18 mars 2016 : Un homme en crise a été tué à Saguenay lors d’un échange de coups de feu survenu pendant une intervention policière. Peu après 17 h, l’homme de 44 ans s’était barricadé sur la rue J.-R.-Théberge, dans l’arrondissement de Chicoutimi. Une détonation a été entendue par des témoins. «Des coups de feu ont été tirés par les policiers» du Service de sécurité publique de Saguenay, a confirmé Jean Tremblay, porte-parole de la Sûreté du Québec. Le suspect, qui est connu des autorités, a lutté pour sa vie en soirée vendredi, mais il a succombé à ses blessures. Conséquemment, le ministre de la Sécurité publique Martin Coiteux a confié la tenue d’une enquête indépendante sur cet événement à la Sûreté du Québec. Lorsqu’une personne décède ou subit des blessures pouvant causer la mort à l’occasion d’une intervention policière, l’enquête doit être effectuée par un autre service de police afin d’en garantir l’impartialité.

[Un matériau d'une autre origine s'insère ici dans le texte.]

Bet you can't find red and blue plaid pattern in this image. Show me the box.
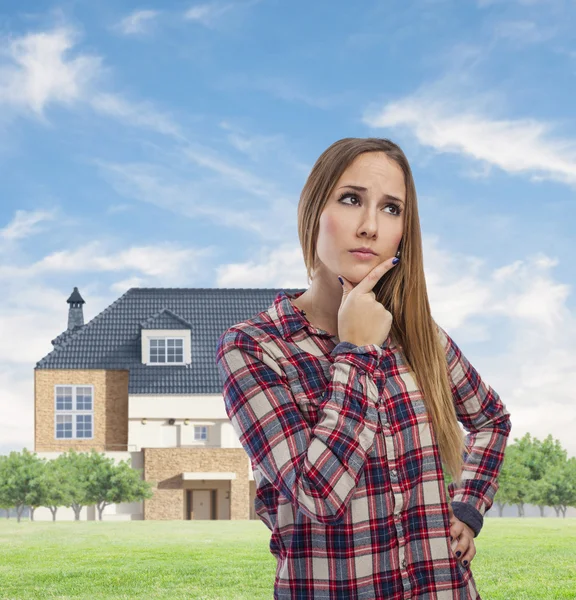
[217,291,511,600]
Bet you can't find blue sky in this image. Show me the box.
[0,0,576,455]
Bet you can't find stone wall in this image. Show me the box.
[142,448,250,520]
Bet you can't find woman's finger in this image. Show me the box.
[460,542,476,567]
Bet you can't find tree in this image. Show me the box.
[494,440,530,517]
[86,451,154,521]
[524,435,567,517]
[42,454,78,521]
[542,457,576,518]
[0,448,43,523]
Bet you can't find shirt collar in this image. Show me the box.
[268,290,331,338]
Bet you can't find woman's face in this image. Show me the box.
[316,152,406,283]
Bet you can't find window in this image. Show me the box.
[54,385,94,439]
[194,425,208,442]
[150,338,184,363]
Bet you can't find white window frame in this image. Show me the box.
[54,383,94,441]
[147,335,186,367]
[194,425,208,442]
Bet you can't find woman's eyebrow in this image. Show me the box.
[338,185,404,204]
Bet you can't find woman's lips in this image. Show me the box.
[350,252,376,260]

19 mars 2016 : Une femme de 52 ans a été victime d’un meurtre à Saguenay: son corps aurait été retrouvé dans le coffre d’une voiture dans l’arrondissement de Chicoutimi. Un homme de 57 ans a été arrêté en lien avec cet événement. Ce serait une jeune fille de 17 ans – la fille de la victime, une femme de 52 ans – qui aurait alerté les policiers jeudi soir pour signaler la disparition de sa mère. «On cherchait une personne disparue depuis quelques heures», a confirmé le porte-parole de la police de Saguenay, Bruno Cormier, qui n’a pas voulu émettre plus de commentaires sur les circonstances des recherches. Au fil de leur enquête, les policiers se sont rendus à une résidence de la rue Rimbaud, dans l’arrondissement de Chicoutimi, vers 9 h. Sur place, ils ont fait la découverte du corps et y ont arrêté un suspect. Ce dernier a été conduit au quartier général de la police de Saguenay, où il a été interrogé par les enquêteurs en après-midi vendredi. Il sera rencontré à nouveau par les policiers de la Sûreté du Québec. En après-midi, l’enquête a été confiée au service des crimes contre la personne de la Sûreté du Québec. En fin de journée, la SQ a précisé qu’il était «encore trop tôt pour établir le lien» entre la victime et l’homme. Les enquêteurs ont également fouillé au moins deux autres résidences dans le secteur de Jonquière. Des périmètres de sécurité ont ainsi été établis autour d’une première maison sur la rue Kérouack, et d’une autre, sur la rue de la Prairie. Sans donner de détails, la police a tout de même précisé qu’il y avait un lien entre leur travail à ces deux endroits et la découverte du corps à Chicoutimi. Les citoyens qui détiendraient de l’information sur ce meurtre peuvent communiquer confidentiellement avec la Centrale de l’information criminelle de la SQ au 1-800-659-4264.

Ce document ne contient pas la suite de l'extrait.